I don’t specifically recall how I settled on this “250-points strategy” but that’s become a habit now and it has served me quite well. Over the past few months, I’ve managed to buy-in at very low price points and I’m already seeing the results payoff. The 250-point dip doesn’t have to be on a single day. So, for example, if the SENSEX dips from 18,750 to 18,500 over a 3-day window, that’s good enough for me. Further, the dip has to happen by 2 pm (because the cut-off to get that day’s NAV is 2.30 pm) so that I can take a call on whether to invest or not. If I believe that the market would tank further the next day, I wait till 2 pm the next day.
A pretty unusual strategy (that’s why you read this blog right?) but if you have the time and inclination it’s worth executing.
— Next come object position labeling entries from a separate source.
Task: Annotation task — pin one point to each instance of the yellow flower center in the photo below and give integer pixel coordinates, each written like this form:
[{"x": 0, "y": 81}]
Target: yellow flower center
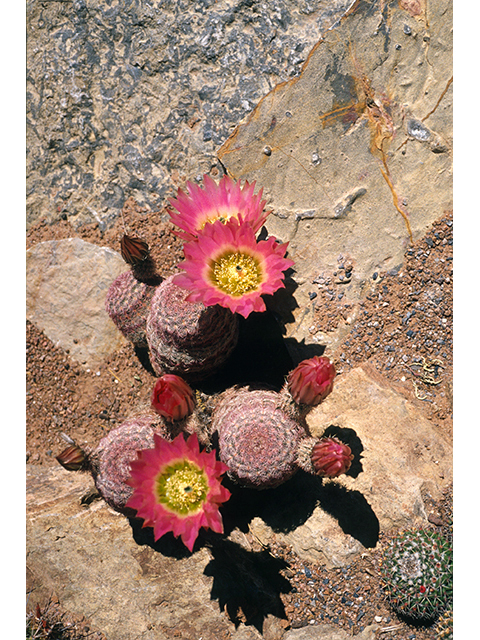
[
  {"x": 236, "y": 274},
  {"x": 182, "y": 487}
]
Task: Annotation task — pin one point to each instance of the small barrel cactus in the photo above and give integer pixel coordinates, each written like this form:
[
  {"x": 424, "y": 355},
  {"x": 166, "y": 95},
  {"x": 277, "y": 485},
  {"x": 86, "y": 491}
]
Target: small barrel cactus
[
  {"x": 444, "y": 626},
  {"x": 128, "y": 303},
  {"x": 111, "y": 460},
  {"x": 258, "y": 441},
  {"x": 187, "y": 338},
  {"x": 417, "y": 574},
  {"x": 326, "y": 457}
]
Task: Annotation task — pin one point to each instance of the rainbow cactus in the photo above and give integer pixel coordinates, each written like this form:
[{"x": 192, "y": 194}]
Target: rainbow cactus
[
  {"x": 187, "y": 338},
  {"x": 128, "y": 304},
  {"x": 257, "y": 440},
  {"x": 416, "y": 573}
]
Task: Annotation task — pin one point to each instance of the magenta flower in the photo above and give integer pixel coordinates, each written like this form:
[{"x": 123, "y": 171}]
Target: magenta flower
[
  {"x": 177, "y": 488},
  {"x": 330, "y": 457},
  {"x": 227, "y": 266},
  {"x": 172, "y": 397},
  {"x": 312, "y": 380},
  {"x": 214, "y": 202}
]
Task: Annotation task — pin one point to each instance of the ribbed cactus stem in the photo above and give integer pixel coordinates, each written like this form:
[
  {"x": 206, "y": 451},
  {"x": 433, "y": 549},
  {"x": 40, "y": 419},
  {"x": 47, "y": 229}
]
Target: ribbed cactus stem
[
  {"x": 128, "y": 304},
  {"x": 186, "y": 338},
  {"x": 257, "y": 440}
]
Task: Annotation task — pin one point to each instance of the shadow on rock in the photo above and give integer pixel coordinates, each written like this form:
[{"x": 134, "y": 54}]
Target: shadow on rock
[
  {"x": 352, "y": 512},
  {"x": 260, "y": 356},
  {"x": 144, "y": 359},
  {"x": 247, "y": 584},
  {"x": 283, "y": 509}
]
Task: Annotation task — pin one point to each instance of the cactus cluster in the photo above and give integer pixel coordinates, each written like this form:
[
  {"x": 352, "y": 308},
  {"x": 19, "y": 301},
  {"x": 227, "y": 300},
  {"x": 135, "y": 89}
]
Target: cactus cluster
[
  {"x": 258, "y": 436},
  {"x": 416, "y": 573}
]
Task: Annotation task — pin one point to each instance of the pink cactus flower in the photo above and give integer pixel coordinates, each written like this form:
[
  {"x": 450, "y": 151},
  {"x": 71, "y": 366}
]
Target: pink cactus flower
[
  {"x": 227, "y": 266},
  {"x": 312, "y": 380},
  {"x": 177, "y": 488},
  {"x": 331, "y": 458},
  {"x": 214, "y": 202},
  {"x": 172, "y": 397}
]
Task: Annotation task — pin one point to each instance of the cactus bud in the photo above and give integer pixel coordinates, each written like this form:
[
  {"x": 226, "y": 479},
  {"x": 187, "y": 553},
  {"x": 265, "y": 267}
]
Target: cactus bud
[
  {"x": 172, "y": 397},
  {"x": 311, "y": 381},
  {"x": 330, "y": 457},
  {"x": 72, "y": 458}
]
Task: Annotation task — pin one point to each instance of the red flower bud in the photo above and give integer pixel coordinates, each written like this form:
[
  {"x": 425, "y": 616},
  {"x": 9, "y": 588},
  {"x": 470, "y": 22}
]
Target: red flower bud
[
  {"x": 72, "y": 458},
  {"x": 311, "y": 381},
  {"x": 172, "y": 397},
  {"x": 330, "y": 457}
]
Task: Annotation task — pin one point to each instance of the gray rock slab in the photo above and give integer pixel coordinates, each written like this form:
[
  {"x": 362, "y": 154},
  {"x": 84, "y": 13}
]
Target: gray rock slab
[
  {"x": 125, "y": 98},
  {"x": 364, "y": 130},
  {"x": 401, "y": 457},
  {"x": 66, "y": 284}
]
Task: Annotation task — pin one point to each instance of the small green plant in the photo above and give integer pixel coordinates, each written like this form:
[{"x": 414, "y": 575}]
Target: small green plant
[
  {"x": 445, "y": 625},
  {"x": 417, "y": 574}
]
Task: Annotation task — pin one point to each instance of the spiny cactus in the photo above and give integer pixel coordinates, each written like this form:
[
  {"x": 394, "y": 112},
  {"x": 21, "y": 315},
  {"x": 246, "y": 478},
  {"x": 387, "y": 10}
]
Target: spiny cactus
[
  {"x": 444, "y": 626},
  {"x": 187, "y": 338},
  {"x": 128, "y": 303},
  {"x": 326, "y": 456},
  {"x": 257, "y": 440},
  {"x": 109, "y": 462},
  {"x": 416, "y": 573}
]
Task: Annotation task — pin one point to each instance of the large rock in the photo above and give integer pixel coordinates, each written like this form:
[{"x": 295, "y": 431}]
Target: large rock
[
  {"x": 67, "y": 281},
  {"x": 87, "y": 556},
  {"x": 361, "y": 140},
  {"x": 124, "y": 98},
  {"x": 401, "y": 457}
]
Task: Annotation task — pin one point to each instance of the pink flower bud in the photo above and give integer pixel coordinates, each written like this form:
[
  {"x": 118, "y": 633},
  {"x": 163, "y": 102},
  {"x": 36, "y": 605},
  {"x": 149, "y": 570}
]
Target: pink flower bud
[
  {"x": 312, "y": 380},
  {"x": 330, "y": 457},
  {"x": 172, "y": 397},
  {"x": 72, "y": 458}
]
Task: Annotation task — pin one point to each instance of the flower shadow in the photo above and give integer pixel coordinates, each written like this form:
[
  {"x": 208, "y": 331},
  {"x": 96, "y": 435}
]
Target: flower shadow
[
  {"x": 247, "y": 584},
  {"x": 289, "y": 506},
  {"x": 260, "y": 356}
]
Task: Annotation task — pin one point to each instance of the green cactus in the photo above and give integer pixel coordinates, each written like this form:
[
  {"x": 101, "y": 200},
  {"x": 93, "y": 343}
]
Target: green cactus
[
  {"x": 417, "y": 574},
  {"x": 444, "y": 625}
]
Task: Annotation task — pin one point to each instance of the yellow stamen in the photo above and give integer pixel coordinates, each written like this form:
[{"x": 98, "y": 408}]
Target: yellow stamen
[
  {"x": 236, "y": 274},
  {"x": 182, "y": 488}
]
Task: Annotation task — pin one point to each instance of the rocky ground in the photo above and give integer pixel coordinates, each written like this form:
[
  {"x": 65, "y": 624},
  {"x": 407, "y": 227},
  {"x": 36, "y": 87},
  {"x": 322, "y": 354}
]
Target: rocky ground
[{"x": 403, "y": 328}]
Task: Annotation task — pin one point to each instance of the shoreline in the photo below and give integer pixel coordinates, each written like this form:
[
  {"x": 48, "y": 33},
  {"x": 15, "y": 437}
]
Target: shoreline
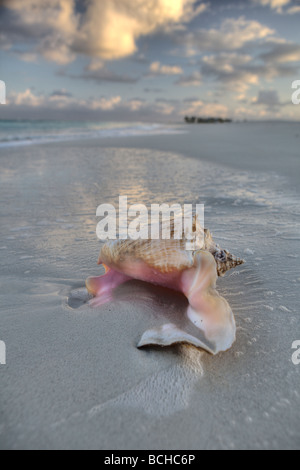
[{"x": 74, "y": 377}]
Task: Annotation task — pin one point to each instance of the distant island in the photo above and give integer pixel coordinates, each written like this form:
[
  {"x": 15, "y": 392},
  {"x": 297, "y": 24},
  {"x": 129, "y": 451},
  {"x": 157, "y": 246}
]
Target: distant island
[{"x": 197, "y": 120}]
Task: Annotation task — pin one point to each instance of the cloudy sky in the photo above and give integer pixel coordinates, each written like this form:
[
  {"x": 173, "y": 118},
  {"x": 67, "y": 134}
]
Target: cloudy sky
[{"x": 149, "y": 60}]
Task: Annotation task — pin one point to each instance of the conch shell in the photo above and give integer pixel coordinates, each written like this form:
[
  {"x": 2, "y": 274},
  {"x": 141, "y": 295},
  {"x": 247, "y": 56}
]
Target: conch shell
[{"x": 167, "y": 263}]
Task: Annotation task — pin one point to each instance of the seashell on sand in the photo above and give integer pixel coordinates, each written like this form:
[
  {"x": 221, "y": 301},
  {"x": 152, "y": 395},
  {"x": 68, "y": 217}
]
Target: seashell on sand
[{"x": 208, "y": 322}]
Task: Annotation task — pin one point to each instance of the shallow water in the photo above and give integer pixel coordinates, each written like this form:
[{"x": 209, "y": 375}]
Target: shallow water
[{"x": 69, "y": 365}]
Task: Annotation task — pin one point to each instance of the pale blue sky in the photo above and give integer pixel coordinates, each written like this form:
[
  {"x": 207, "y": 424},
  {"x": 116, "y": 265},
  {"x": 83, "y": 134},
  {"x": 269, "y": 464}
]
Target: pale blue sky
[{"x": 153, "y": 60}]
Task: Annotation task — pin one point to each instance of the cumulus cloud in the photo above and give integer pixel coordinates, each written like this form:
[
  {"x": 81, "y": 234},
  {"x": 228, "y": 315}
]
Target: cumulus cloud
[
  {"x": 293, "y": 10},
  {"x": 233, "y": 34},
  {"x": 98, "y": 74},
  {"x": 106, "y": 29},
  {"x": 156, "y": 68},
  {"x": 274, "y": 4},
  {"x": 270, "y": 99},
  {"x": 282, "y": 52},
  {"x": 194, "y": 79}
]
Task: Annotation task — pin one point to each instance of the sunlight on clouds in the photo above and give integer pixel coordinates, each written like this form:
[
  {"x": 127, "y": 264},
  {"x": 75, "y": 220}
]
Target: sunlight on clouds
[
  {"x": 233, "y": 34},
  {"x": 274, "y": 4},
  {"x": 107, "y": 29},
  {"x": 158, "y": 69}
]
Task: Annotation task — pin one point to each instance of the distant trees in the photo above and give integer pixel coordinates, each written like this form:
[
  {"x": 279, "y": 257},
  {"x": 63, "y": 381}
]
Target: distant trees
[{"x": 198, "y": 120}]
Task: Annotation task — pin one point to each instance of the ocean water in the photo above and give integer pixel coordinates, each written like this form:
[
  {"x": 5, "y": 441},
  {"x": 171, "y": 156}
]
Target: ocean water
[
  {"x": 75, "y": 377},
  {"x": 18, "y": 133}
]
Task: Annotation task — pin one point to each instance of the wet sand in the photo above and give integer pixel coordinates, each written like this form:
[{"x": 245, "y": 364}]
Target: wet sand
[{"x": 74, "y": 377}]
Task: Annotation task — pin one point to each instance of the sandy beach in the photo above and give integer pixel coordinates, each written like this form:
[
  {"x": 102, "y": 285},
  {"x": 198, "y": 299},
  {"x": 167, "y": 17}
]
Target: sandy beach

Buy units as cheaply as you possibly can and watch them go up.
What could be more fun?
On a similar line of thought, I happened to read this pretty useful note from Value Research (emphasis mine):
In India, the stock markets seem to have settled into a pessimistic mood. There are the occasional bright days, but in general bad news of all kind has created a miasma which doesn’t seem to be anywhere close to clearing. It’s just the kind of time when the whole idea of investing, specially investing in equity for the long term loses any urgency. You don’t get the feeling that you’ll be missing a bus by not starting fresh investments now. No great gains appear to be possible and therefore no great opportunity loss will take place if you don’t invest. So that equity SIP that you could have signed up for will probably go unstarted till you can feel some excitement of making money in your bones.
Unfortunately, for those who are saving and investing for the long-term, this would be downright dangerous frame of mind. This is exactly the kind of time in which you can lay the foundations of great long-term returns. Mainstream equities are stagnant, with frequent bursts of pessimism that drive prices down. An year or two of monthly equity SIPs in this supposedly uninspiring market and you would have built up a sizable chunk of equity holdings that have been acquired at a relatively low average cost.
For the thinking saver, these are actually very exciting times, the sort when you can quietly lay the foundation of your future fortune.
Couldn’t agree more. I’m slowly and steadily hiking up my equity exposure.